In a televised Downing Street briefing laying bare the data that Boris Johnson will use to plunge millions of people into ever deeper lockdowns, the pair warned that levels could even top the spring’s peak within four weeks.
It came as another NHS trust in the North told thousands of patients waiting for routine operations they may need to wait up to two years to be seen. One top expert called the move ‘outrageous’, saying: ‘We need to get back to normal urgently.’
Hull University Teaching Hospitals NHS Trust has written to patients informing them that it is aiming to see them as quickly as possible within the next 24 months, leaving angry patients fearing they may be dead by the time they get an appointment.
The Health Service Journal claims to have seen a memo sent to staff at Liverpool University Hospitals Foundation Trust, which says bosses are taking a ‘phased approach to reducing our elective programme’.
And data presented by Professor Van-Tam and Professor Powis in the Downing St briefing today showed almost 250 of the hospital’s near-1,300 beds are currently taken up by Covid-19 patients.
NHS England statistics show this rate has more than doubled since the start of the month, when 95 coronavirus-infected patients were receiving care across the trust’s four hospitals.

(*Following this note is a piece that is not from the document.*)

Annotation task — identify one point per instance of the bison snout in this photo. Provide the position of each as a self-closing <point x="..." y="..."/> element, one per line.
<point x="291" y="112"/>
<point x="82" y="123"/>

‘It is clear that hospital admissions are rising fastest in those areas of the country where infection rates are highest, particularly the North West,’ Professor Powis told the No10 briefing yesterday.
And Professor Van-Tam warned the situation will get worse before it gets better.
He added: ‘Hospital admissions we have now actually relate to a time when there were fewer cases of Covid-19, and what I’m trying to say here is that already, with the cases that we know about, we have baked in additional hospital admissions and, sadly, we also have baked in additional deaths that are now consequent upon infections that have already happened.’